The throne speech includes other commitments on the marketing of innovative and environmentally friendly technologies. Such technologies exist all across the country. There is a huge potential. The marketing process was undertaken a few years ago. It will be more sustained in the coming months and years.
I should also tell the House how pleased we are to see the commitments made by the government to develop our skills, our human resources. For the past number of years, the government has been focusing on this area. This commitment is firmly renewed in the throne speech. We are talking about our human resources. In particular, there is a very specific commitment by the government to better integrate new immigrants into our economy and our communities. Immigrants are not a problem in Canada. They should not be. On the contrary, they are the solution to a number of our problems in the future, provided some changes are made. We must recognize the skills of those who come to Canada.

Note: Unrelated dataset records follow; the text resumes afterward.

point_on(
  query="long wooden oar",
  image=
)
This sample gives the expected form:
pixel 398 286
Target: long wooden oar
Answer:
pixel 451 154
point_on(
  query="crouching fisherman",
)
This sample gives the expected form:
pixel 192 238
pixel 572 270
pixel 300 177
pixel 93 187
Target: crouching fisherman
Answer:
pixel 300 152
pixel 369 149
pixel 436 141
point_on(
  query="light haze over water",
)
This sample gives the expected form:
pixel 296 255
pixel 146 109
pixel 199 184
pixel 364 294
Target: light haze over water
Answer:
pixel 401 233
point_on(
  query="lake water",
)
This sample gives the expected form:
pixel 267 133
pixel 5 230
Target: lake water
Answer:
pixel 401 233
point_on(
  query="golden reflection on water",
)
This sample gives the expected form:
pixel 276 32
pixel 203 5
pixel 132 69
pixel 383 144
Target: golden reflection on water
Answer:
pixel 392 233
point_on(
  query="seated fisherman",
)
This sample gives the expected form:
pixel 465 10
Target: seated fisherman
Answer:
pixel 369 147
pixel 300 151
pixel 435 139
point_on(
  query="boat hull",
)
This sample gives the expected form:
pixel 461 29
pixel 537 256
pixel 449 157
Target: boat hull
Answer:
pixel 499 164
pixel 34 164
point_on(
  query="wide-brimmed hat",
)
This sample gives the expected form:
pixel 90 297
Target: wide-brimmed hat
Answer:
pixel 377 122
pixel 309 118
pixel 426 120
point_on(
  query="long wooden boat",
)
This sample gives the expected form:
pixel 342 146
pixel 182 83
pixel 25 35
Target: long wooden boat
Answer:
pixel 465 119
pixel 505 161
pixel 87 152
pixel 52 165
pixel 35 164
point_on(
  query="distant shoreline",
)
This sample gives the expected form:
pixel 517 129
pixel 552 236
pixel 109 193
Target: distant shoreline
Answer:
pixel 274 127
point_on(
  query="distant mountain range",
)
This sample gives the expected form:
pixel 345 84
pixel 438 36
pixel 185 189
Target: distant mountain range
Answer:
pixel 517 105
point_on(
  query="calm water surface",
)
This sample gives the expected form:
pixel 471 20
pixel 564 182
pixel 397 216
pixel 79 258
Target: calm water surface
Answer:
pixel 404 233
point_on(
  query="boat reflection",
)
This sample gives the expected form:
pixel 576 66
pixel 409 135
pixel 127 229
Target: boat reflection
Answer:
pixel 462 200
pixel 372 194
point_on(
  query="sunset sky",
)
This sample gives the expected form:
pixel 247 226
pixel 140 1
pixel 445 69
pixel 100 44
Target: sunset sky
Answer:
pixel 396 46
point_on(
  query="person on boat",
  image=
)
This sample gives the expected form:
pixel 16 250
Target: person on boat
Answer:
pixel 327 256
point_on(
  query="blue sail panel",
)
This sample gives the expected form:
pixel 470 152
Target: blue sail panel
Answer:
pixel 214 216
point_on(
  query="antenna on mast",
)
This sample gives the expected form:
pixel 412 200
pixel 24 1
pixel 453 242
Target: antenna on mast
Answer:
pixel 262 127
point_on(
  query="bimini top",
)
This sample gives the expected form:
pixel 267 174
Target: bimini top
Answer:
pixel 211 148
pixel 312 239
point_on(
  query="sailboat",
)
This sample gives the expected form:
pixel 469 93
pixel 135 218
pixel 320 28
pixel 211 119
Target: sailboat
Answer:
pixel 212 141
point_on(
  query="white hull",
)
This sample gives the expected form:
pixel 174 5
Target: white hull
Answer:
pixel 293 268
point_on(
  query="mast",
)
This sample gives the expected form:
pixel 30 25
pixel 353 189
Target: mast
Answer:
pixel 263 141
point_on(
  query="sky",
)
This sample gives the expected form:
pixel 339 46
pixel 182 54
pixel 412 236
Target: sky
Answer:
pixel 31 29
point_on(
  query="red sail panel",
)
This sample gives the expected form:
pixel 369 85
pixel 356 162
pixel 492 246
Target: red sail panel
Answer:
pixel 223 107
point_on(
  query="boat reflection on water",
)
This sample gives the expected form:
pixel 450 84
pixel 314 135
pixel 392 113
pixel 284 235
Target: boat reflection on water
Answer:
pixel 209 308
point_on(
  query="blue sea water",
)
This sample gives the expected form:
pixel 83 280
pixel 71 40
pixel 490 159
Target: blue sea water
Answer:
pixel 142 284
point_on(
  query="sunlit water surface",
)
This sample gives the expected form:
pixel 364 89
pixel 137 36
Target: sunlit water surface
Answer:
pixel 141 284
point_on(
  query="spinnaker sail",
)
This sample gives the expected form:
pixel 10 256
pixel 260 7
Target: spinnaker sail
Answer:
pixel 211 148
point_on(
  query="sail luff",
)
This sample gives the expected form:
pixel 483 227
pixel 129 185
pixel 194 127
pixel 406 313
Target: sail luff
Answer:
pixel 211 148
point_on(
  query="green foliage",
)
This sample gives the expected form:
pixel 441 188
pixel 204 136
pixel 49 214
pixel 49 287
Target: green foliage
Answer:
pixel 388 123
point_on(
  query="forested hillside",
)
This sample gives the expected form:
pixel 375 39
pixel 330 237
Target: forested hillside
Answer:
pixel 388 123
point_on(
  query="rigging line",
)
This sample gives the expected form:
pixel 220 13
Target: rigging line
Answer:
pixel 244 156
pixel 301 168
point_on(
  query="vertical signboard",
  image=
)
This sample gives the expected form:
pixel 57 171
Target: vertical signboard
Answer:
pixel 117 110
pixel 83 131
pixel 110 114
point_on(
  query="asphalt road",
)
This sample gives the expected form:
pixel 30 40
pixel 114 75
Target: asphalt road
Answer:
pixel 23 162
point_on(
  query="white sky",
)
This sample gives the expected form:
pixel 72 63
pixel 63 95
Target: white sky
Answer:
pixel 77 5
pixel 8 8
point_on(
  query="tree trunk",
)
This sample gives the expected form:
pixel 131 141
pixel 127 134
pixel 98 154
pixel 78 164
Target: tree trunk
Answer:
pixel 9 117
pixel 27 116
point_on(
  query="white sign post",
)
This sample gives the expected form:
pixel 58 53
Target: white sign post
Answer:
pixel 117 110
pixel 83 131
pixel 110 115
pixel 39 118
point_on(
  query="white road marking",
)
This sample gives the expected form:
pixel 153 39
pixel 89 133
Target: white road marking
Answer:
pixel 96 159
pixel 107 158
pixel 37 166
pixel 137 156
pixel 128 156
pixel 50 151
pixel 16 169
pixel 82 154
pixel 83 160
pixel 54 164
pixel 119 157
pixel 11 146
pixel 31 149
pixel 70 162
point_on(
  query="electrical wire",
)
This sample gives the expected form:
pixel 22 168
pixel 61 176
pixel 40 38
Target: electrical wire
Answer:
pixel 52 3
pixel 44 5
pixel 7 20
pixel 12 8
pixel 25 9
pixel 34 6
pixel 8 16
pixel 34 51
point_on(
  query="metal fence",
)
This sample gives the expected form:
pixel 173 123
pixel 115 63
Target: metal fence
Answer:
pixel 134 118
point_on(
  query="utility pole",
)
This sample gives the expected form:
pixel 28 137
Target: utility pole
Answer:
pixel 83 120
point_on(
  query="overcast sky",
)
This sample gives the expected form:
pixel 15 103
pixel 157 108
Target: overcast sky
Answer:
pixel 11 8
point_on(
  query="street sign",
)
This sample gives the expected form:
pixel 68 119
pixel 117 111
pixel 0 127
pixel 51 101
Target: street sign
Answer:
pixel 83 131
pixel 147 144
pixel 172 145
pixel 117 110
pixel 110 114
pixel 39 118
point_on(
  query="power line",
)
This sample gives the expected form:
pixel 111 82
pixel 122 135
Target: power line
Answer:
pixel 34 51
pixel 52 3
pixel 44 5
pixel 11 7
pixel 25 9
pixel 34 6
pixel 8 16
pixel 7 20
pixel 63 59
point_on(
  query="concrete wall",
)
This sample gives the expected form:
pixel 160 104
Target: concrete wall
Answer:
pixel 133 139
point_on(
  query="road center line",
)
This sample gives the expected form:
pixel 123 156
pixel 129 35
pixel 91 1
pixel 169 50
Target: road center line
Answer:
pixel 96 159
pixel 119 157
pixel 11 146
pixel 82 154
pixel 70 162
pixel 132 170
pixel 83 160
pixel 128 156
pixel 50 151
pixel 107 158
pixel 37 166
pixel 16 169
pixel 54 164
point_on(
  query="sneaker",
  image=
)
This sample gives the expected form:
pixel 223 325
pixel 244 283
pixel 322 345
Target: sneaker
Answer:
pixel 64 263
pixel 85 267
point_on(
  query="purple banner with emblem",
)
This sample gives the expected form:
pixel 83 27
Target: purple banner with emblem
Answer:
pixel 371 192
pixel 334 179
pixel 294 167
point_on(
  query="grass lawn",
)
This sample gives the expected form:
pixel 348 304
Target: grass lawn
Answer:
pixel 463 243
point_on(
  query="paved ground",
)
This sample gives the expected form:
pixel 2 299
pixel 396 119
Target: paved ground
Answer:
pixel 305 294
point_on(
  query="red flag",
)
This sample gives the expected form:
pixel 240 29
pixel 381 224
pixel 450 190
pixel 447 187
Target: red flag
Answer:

There are people who were trained abroad and who have Ph.D.s and masters degrees. They come here, but the professional corporations, the provinces and the administrations do not recognize their degrees. They end up driving taxis. We need cab drivers, but not to the point of relying on people who have Ph.D.s and masters degrees, and who are trained to be doctors to do the job.
We must recognize the skills of these people. We must also, in other cases, facilitate the updating or upgrading of their skills. In my view, these are very concrete commitments that were well understood and appreciated by people like the residents of Montreal, particularly in the eastern part of Montreal, in my riding of Anjou—Rivière-des-Prairies.
The people who were there included many who were of Hispanic, Arab, Haitian or Asian origin. They saw in these words a message of hope, a policy of open arms and humanity that truly warmed their heart. Such was the effect of the throne speech on people.
I would also like to applaud two other initiatives of the government. There is the creation of an organization that will be called Canada Corps and that will allow our young graduates to acquire valuable international experience when they are 20, 22, 23 or 25 years old. Not only will they acquire meaningful experience, but, at the same time, they will get first-hand experience in international cooperation by participating in projects that will help countries targeted by this organization.
I think this is one of the most promising projects. Indeed, when these young people will have participated in these projects overseas for six months, 18 months or two years and will come back in this country, they will be better Canadians and also better citizens on the international level. They will be people who are more aware of the realities and of the need to get involved to contribute to a better world on the international level.
Everyone is talking about globalization. We should humanize it, give it a human face. As soon as they come back, these young Canadians who are 20, 22 or 25 years old, who will have acquired this experience, will contribute to Canadian politics and to our society in a more humane, social and fair manner. This proposal is extremely promising.
I also saw the government's commitment to work more with unions, with major Canadian unions that are particularly involved in the skill development sector. This work with unions is considered an essential component of our training and skill development system. This kind of commitment is quite something. We heard our Prime Minister make this commitment.
There are so many reasons to applaud this Speech from the Throne that some people would inevitably blame me for not saying enough. However, they are so inspiring and meaningful that they got enthusiastic support from all the people who took part in the meeting last night and from all the people who expressed their satisfaction.
Through their attitudes, their applause and their welcome, they expressed their confidence in the government, in our new Prime minister and also, I must admit, in your humble servant, who was seeking a nomination to represent their riding in the next federal election.